In the late 1950s, researchers in Florida made a macabre and perplexing discovery: ants known as Formica archboldi were decking out their nests with the severed heads of much larger and more aggressive trap-jaw ants. Ever since the discovery, the bizarre behaviour has puzzled entomologists – just how are the ants capable of it?
Now, by observing the ants with high-speed cameras placed in their nests, researchers at North Carolina State University think that they have the answer.
F. archboldi are able to ‘disguise’ themselves as trap-jaw ants, as the cocktail of waxy substances that coats their bodies is chemically similar to that of two species of trap-jaw ant. This means they can then approach their prey unnoticed before paralysing them by spraying them with a concentrated burst of formic acid – a behaviour usually only seen when the ants are defending themselves. F. archboldi then finish the job with their powerful jaws before dragging the corpses of the trap-jaw ants into their nests and systematically dismembering them.
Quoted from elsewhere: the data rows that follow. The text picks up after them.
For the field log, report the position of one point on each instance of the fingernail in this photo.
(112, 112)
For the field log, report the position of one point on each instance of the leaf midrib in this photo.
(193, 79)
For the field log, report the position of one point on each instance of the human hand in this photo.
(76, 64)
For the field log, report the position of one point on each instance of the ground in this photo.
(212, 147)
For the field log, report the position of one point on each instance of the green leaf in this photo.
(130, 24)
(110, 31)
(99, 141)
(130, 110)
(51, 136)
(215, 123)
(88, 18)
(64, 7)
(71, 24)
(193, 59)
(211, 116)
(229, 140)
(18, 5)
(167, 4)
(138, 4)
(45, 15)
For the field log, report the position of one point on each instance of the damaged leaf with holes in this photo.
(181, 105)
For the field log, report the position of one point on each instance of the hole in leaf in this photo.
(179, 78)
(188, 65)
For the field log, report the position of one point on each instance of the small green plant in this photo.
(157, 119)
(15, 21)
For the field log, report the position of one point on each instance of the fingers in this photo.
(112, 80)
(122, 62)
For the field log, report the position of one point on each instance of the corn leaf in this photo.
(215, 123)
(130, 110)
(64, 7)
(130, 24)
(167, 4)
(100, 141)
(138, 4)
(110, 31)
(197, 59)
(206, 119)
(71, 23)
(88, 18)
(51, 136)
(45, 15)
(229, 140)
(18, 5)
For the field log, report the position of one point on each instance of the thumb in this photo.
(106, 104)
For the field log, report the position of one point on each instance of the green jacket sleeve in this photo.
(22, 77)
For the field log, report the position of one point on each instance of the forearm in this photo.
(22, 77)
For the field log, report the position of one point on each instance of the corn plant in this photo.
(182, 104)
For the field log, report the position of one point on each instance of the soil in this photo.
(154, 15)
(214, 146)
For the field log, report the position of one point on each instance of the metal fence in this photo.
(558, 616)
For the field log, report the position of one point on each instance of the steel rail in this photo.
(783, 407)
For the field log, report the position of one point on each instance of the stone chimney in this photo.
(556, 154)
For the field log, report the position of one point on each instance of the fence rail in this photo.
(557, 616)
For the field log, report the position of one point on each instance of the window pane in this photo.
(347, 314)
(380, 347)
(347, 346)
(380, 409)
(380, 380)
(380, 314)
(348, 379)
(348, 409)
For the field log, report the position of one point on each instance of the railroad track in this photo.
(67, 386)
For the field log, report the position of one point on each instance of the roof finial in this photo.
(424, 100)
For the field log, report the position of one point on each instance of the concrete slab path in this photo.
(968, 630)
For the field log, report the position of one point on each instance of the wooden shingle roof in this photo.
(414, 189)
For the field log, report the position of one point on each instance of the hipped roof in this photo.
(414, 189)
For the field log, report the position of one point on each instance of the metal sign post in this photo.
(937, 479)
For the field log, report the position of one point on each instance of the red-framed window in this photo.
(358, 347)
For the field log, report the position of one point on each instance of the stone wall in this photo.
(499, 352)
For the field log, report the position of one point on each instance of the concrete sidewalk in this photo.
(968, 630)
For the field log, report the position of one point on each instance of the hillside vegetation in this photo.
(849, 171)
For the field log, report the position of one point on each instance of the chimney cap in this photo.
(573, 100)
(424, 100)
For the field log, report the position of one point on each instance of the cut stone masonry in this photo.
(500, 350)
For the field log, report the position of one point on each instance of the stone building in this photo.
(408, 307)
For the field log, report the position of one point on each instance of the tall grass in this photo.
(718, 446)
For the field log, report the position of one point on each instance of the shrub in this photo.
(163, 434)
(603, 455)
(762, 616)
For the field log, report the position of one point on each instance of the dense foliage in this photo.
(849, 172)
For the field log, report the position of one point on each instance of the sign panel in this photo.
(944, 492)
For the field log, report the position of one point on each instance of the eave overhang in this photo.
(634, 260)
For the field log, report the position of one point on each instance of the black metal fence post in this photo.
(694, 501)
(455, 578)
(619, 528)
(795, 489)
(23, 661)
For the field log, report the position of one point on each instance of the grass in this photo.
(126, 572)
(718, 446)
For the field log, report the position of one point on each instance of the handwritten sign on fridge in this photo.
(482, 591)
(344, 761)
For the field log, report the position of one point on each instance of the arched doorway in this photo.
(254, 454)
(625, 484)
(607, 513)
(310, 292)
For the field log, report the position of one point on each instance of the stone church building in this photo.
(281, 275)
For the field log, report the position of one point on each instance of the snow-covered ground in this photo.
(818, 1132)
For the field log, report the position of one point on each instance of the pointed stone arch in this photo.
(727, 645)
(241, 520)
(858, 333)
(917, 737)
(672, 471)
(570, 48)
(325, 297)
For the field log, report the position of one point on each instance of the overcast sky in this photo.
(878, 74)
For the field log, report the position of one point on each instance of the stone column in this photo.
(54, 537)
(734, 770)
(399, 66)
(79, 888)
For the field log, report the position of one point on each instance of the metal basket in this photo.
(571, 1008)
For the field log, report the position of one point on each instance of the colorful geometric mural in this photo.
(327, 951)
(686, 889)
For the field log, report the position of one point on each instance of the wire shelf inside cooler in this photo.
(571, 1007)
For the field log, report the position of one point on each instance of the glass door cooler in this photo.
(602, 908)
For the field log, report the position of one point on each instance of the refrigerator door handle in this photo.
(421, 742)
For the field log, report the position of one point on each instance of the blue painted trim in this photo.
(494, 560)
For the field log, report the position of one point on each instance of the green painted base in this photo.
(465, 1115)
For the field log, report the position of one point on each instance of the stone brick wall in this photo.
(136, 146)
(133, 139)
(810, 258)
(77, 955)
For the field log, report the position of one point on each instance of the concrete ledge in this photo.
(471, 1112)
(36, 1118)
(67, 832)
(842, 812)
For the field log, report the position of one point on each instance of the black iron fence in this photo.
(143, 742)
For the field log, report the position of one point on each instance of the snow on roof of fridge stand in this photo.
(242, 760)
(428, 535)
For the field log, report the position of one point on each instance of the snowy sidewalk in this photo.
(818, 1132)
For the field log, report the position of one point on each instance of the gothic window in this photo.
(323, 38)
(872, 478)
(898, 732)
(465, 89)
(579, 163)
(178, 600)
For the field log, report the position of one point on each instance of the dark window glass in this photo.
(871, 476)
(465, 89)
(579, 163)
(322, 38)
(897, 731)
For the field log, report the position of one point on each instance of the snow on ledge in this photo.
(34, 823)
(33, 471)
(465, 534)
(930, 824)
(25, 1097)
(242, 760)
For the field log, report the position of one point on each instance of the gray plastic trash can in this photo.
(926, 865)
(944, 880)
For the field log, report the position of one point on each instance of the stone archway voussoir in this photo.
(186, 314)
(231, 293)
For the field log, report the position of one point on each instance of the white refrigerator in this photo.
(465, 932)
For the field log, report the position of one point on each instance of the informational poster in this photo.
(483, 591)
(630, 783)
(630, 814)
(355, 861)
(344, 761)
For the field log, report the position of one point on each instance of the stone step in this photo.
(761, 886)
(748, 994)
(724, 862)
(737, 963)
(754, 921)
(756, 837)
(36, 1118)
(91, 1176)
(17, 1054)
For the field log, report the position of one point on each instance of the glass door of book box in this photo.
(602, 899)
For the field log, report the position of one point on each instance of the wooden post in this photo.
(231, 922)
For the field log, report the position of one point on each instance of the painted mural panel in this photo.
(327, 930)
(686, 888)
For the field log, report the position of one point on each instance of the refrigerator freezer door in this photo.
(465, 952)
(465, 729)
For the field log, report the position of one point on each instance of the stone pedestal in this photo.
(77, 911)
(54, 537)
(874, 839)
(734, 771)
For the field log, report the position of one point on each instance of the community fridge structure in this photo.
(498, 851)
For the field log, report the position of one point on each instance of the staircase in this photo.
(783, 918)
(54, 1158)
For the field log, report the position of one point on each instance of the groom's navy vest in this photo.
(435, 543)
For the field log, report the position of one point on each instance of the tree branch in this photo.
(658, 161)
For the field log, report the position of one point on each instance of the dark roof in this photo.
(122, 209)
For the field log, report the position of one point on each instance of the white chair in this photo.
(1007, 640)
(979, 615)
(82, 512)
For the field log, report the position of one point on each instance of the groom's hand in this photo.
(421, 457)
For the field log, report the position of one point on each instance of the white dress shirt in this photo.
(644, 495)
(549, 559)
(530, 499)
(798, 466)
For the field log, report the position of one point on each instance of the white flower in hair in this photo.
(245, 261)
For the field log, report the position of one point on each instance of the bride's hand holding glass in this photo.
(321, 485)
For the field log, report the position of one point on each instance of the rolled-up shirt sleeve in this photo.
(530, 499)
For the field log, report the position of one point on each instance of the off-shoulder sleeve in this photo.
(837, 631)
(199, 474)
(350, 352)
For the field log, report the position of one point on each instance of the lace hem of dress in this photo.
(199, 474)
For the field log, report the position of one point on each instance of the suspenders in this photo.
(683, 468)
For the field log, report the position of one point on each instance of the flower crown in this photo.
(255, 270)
“This was a study that grew out of reading a peculiar observation in a 60-year-old research paper. Odds were that these ant heads weren’t in Formica nests by chance and that there was some interesting biology behind this natural history note,” said Prof Adrian Smith, the head of North Carolina State University’s evolutionary biology and behaviour research lab.
“The scientifically surprising finding of this study was that these ants chemically match or mimic the chemical profiles of two species of trap-jaw ant. It’s really unusual for an ant species to display this much variation in chemical signature. Also, chemical mimicry is usually a tactic used by social parasites, but there’s no evidence that F. archboldi are a parasitic species,” Smith added.